Motorists traveling down Diamond Street will have something new to catch their attention, as a newly recreated neon sign for Missy’s Arcade Restaurant was installed Tuesday.
The sign is the end result of a five-month project which began on June 19 when it was taken down to undergo renovation. Missy Wescoat, the owner of the eatery, said restoring the front signage has been a long-term goal of her’s.
“I have been wanting to do that since I took over the restaurant,” she said. “So it’s just been a dream of mine to finish that sign, to re-do it.”
Wescoat took over the Arcade Restaurant in March 2001, though the business has a history that stretches farther back. When she initially received ownership, the sign was already in a state of disrepair, with only a single word’s worth of neon able to light up.
In addition, the display appeared very weathered with age. While she is unsure of an exact date, Wescoat said that the neon sign has been around since at least the late 1940s.

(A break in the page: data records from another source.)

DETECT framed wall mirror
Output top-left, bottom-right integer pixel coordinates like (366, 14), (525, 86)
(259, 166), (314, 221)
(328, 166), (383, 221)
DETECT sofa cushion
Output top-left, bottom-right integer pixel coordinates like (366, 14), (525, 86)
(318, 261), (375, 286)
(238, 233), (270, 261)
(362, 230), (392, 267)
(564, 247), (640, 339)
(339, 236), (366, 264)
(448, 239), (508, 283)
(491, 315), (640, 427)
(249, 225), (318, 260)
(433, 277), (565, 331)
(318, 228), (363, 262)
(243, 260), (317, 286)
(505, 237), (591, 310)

Thanks in part to a $5,000 funding source from the Greater Titusville Development Foundation’s Downtown Titusville Facade Improvement Grant, Wescoat was finally able to afford the costs of the project.

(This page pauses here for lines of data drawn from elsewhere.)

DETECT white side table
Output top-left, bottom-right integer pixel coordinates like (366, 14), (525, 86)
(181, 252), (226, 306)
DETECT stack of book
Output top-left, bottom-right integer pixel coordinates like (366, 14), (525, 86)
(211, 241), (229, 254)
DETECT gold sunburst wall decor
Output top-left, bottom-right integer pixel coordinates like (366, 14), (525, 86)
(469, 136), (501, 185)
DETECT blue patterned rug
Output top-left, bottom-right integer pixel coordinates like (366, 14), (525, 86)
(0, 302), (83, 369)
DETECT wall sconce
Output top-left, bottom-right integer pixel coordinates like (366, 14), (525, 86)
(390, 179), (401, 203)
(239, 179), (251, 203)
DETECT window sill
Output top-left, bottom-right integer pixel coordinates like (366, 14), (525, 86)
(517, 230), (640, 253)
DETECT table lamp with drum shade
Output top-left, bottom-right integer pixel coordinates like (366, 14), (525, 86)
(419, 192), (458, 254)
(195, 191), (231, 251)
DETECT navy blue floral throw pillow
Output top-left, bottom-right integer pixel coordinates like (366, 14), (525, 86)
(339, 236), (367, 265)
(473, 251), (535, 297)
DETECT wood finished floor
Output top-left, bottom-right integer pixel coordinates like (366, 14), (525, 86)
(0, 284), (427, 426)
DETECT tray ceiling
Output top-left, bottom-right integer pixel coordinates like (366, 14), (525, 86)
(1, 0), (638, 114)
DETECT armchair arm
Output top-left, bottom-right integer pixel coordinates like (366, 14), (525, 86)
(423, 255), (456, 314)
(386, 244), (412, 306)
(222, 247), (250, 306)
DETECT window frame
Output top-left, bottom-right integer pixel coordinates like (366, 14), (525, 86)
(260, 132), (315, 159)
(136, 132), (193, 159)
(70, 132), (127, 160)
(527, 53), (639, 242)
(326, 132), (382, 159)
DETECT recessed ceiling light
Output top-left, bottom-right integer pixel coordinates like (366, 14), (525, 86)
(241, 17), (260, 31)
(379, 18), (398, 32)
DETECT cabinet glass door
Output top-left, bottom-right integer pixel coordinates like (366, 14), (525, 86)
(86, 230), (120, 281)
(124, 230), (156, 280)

In total, the recreation cost $17,909.65, a sum which would have been higher if not for some generosity from Windfall Rod Shop. The company’s owner, Robert Joyce, agreed to have his employees donate their time toward working on the metal necessary for the project so long as Wescoat applied for the facade grant. Windfall Rod Shop also took on the removal and installation of the display.

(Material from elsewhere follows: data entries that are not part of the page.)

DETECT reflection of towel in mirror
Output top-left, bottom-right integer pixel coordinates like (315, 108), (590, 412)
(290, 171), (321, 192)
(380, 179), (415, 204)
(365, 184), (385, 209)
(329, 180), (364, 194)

“Bob made that really possible,” Wescoat said. “It was something he wanted to see as much as I did.”
Windfall Rod Shop specializes in the restoration of historic items, typically dealing with vehicles or things relating to the oil and gas industries. Joyce said he also enjoys helping out with improvements to Titusville in general, so the project was a perfect fit.
“The sign really was right in our wheelhouse,” he said. “It just made sense.”
Initially, the workers were going to use the original metal for the new version. However, Joyce said it was quickly realized that the sign had incurred too much rust damage. As such, new signage was made to faithfully recreate the first version.
Five employees at Windfall Rod Shop took part in the work, consisting of Gordon Lamey, Shaun Gustafson, Chester Raup, Brett Mader and Steve Kaylor. Joyce praised the efforts of the team, calling them “fantastic craftsmen.”
The neon work was done by Neonworks, a Cincinnati-based company. Deac Mong, an artist from the Franklin area, painted the new lettering on the display in the original style, while Tyler Henderson, of Henderson Electric, assisted with the wiring for the final installation.
When it was all said and done, Wescoat found herself overwhelmed once she saw her new sign lit up.
“I was speechless when we turned that on,” she said. “It was amazing. It was even better than I expected.”
In fact, so overjoyed was she at the display that Wescoat left the sign on all night the first day it was installed.
Anyone wishing to view the new neon lights can find Missy’s Arcade Restaurant at 116 Diamond St.